SALT LAKE CITY (ABC4) – In the past year, the world has faced a lot. Some losing family and friends to COVID-19, others isolated or struggling financially.
At the state’s weekly conference, Governor Spencer Cox told ABC4, “Today marks the day when I think it became real.”
March 11, 2020, was the day Utah Jazz players Rudy Gobert and Donovan Mitchell came down with COVID-19, putting Utah at the forefront of the pandemic.
NBA announcers heard saying on national television, “And they are taking these players off the court.”
Gov.

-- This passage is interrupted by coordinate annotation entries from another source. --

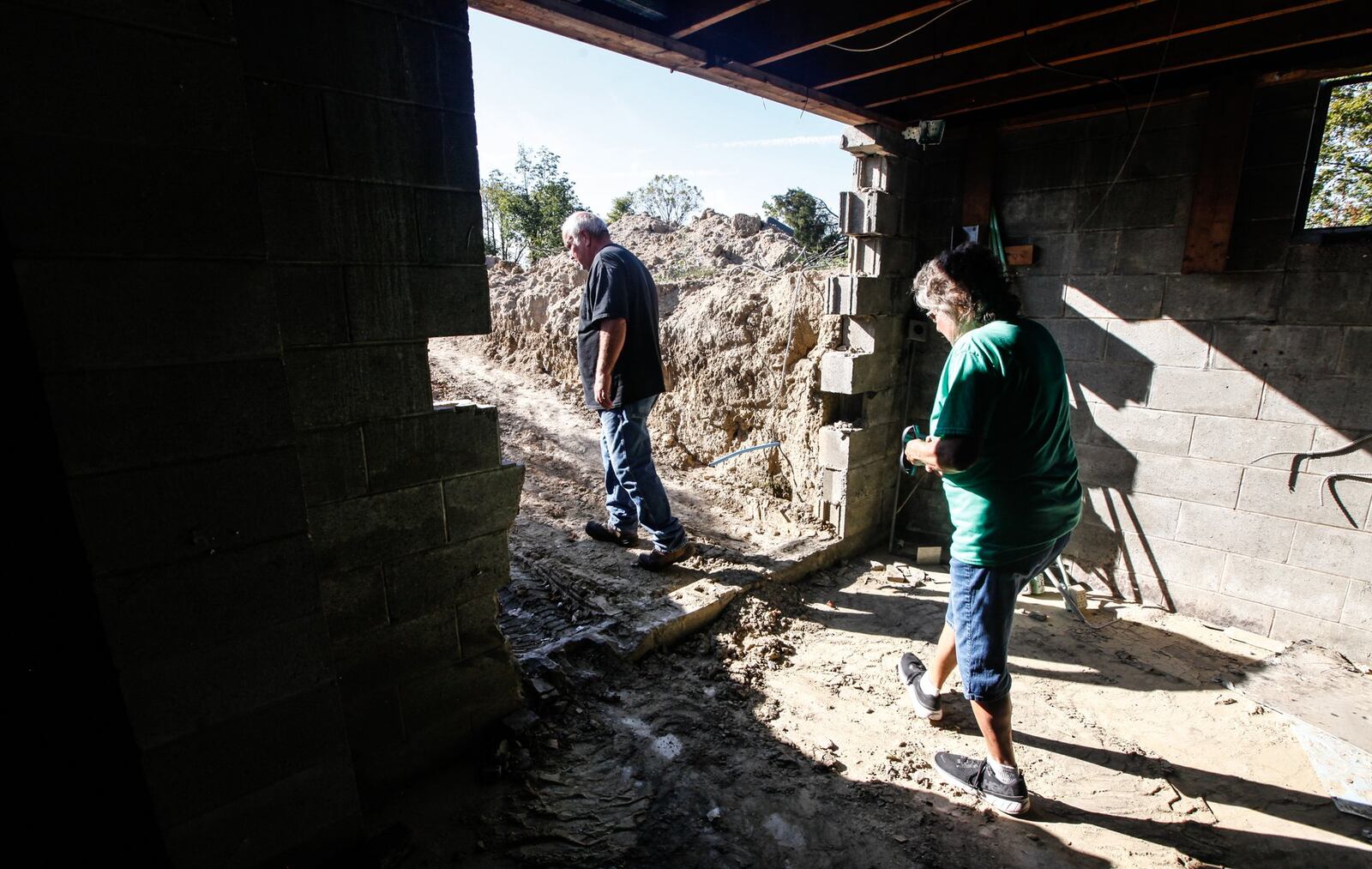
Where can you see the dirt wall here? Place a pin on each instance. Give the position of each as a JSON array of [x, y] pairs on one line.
[[741, 333]]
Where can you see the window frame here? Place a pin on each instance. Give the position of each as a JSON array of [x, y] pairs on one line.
[[1312, 160]]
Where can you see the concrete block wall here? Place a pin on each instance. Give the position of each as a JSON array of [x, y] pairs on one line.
[[1183, 382], [232, 230], [866, 370]]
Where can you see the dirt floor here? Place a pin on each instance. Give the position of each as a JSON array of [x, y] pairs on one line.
[[779, 734]]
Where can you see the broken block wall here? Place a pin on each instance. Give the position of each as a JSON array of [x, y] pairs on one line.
[[1183, 382], [232, 228]]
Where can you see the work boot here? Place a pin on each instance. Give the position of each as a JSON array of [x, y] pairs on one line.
[[978, 777], [912, 673], [658, 559], [608, 534]]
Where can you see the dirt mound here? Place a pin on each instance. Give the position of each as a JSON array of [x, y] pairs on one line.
[[741, 329]]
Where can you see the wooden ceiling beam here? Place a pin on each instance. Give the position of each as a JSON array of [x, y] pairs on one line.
[[1104, 52], [1156, 72], [868, 27], [718, 17], [950, 52], [604, 32]]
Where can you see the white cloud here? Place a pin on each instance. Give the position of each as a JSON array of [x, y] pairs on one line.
[[791, 142]]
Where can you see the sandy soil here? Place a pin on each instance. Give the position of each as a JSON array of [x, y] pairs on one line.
[[779, 736]]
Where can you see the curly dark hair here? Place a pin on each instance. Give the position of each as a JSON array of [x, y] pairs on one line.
[[966, 279]]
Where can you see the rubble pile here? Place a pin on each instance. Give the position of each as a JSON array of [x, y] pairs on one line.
[[741, 333]]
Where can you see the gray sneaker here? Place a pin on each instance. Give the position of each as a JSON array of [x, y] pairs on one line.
[[978, 777], [926, 706]]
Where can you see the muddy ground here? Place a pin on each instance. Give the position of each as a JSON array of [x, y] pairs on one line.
[[779, 736]]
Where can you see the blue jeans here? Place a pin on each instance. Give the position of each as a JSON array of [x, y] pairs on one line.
[[633, 492], [981, 610]]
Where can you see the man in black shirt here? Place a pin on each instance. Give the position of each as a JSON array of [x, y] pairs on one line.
[[622, 377]]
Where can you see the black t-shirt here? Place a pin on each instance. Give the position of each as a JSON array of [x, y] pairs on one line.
[[619, 286]]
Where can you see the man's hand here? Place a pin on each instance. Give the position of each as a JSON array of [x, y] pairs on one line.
[[603, 388]]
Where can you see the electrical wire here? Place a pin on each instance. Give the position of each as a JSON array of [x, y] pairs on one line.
[[858, 51], [1143, 121]]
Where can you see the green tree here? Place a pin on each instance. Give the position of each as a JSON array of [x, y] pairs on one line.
[[670, 198], [815, 224], [544, 199], [498, 196], [1341, 194], [621, 206]]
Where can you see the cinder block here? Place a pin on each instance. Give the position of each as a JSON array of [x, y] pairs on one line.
[[354, 601], [1221, 608], [1346, 638], [223, 763], [319, 220], [415, 450], [873, 139], [1356, 359], [376, 528], [448, 576], [317, 806], [1134, 297], [1170, 560], [171, 91], [1152, 251], [383, 141], [848, 374], [1138, 429], [1187, 480], [882, 256], [1120, 511], [393, 654], [1316, 400], [349, 384], [1231, 530], [880, 172], [478, 626], [1163, 342], [1221, 297], [484, 501], [454, 69], [859, 295], [843, 448], [113, 313], [1276, 347], [450, 226], [287, 127], [408, 302], [333, 464], [1346, 552], [870, 213], [875, 334], [1266, 492], [175, 697], [1113, 383], [1285, 587], [153, 516], [205, 601], [1079, 338], [1076, 254], [1040, 297], [1221, 393], [120, 419], [1243, 441], [62, 196]]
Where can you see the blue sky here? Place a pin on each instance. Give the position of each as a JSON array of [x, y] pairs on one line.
[[617, 123]]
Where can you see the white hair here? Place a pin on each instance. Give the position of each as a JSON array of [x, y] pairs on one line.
[[587, 223]]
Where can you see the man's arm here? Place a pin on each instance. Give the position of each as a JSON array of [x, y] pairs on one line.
[[946, 455], [612, 341]]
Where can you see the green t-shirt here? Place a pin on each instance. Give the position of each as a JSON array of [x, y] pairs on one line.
[[1005, 383]]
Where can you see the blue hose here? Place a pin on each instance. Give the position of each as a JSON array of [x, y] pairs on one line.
[[740, 452]]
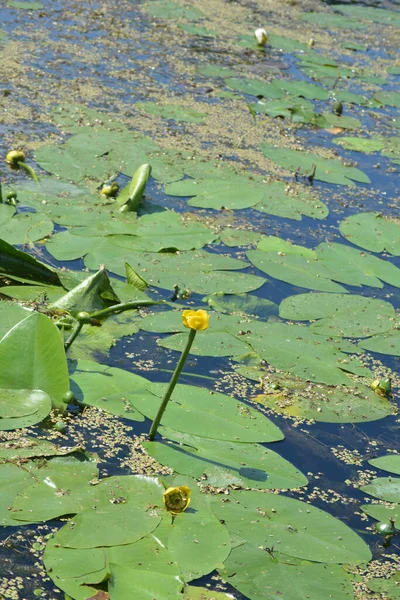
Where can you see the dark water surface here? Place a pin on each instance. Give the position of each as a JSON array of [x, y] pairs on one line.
[[111, 55]]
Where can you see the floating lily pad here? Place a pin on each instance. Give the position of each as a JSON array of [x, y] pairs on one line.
[[201, 412], [258, 574], [320, 271], [21, 265], [366, 145], [25, 228], [388, 588], [309, 91], [242, 304], [372, 231], [297, 528], [197, 30], [72, 568], [390, 462], [386, 343], [333, 20], [219, 343], [175, 112], [224, 464], [126, 581], [330, 170], [384, 488], [119, 514], [254, 87], [11, 313], [295, 349], [107, 388], [238, 237], [30, 447], [166, 9], [64, 488], [340, 314], [322, 403], [199, 271], [32, 357], [24, 5], [22, 408], [388, 98]]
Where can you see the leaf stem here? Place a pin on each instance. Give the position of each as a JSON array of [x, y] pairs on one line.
[[118, 308], [29, 170], [172, 384], [74, 335]]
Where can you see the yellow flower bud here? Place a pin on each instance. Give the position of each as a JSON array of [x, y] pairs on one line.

Cox says, “The next day the NBA shut down and so many other institutions and facets of our lives began to change.”
Rudy Gobert would tell us, “I wish I would have took this thing more seriously.”
On March 18, 2020, Utahns were rocked again by a 5.7 earthquake in Magna.
A West Valley City Woman told ABC4’s Marcos Ortiz, “I remember waking up and shouting out to my kids, ‘it’s okay!'”
11-days after the pandemic officially began the state officials would make an important announcement.
“It is with deep and sincere sadness that we’re here to announce our first COIVD-19 released death here in Utah,” says State Epidemiologist Dr. Angela Dunn.
He was a Davis County man, over 60 years old, and would be the first of more than 2,000 Utahns to lose their lives to the coronavirus.
By the end of March, Two Chinese students would say were sprayed with Lysol at a Cedar City Walmart and told to go home.
Christian Phomsouvanh with the Weber State University Asian Student Involvement Association told us at the time, “I feel like a lot of my family members are kind of in this panic where they don’t want to go outside or they don’t want to interact or do anything because they’re afraid that they will have racist remarks.”
Over the next few months, Utahns made masks, we began to see spikes with the virus, and Unified Fire converted its brush truck into an ambulance to answer the high demand in calls.
By May 30, frustration over the death of George Floyd spilled over onto Salt Lake City streets.
A man was seen pointing a bow and arrow at a crowd, a police officer pushing an elderly man down, and a police car set on fire. There was damage to buildings and by nightfall, explosions occurred before law enforcement regained control of the capitol city.
By December, the FDA approved an Emergency Use Authorization for the Pfizer Vaccine, Moderna, and Johnson and Johnson would soon follow allowing Utah to give its one-millionth shot.
Lt. Gov. Deidre Henderson tells us, “It will be coming in the next few days and we are really excited about that milestone.”
There’s no doubt for many face coverings became a center of controversy in 2020. It’s an issue our new governor hopes won’t be a problem in 2021. Gov. Cox had the following to say on people who disagree with private businesses requiring masks:
“Please act with respect to your fellow human beings. If you go into a business, and they are requiring you to wear masks, wear masks. Don’t yell at the clerk. Don’t yell at the store manager. Don’t make a fool of yourself because you don’t want to wear masks. The government after April 10th in those settings will not require masks, but businesses absolutely have a right to require masks and if you don’t like it, go shop somewhere else,” says the governor. “You don’t need to be a jerk you come into contact with, conversely if you go into a restaurant and a table is closer to yours than maybe what you think, don’t yell at the waitress and tell her you want people six feet away from you. If you don’t feel comfortable going out and eating at a restaurant because you’re at risk, then get take out. Ok, We have to treat each other with respect, alright, this is not a free for all. We live in a society and we should care about each other, and if you don’t care about other people, then don’t go to places where other people are.”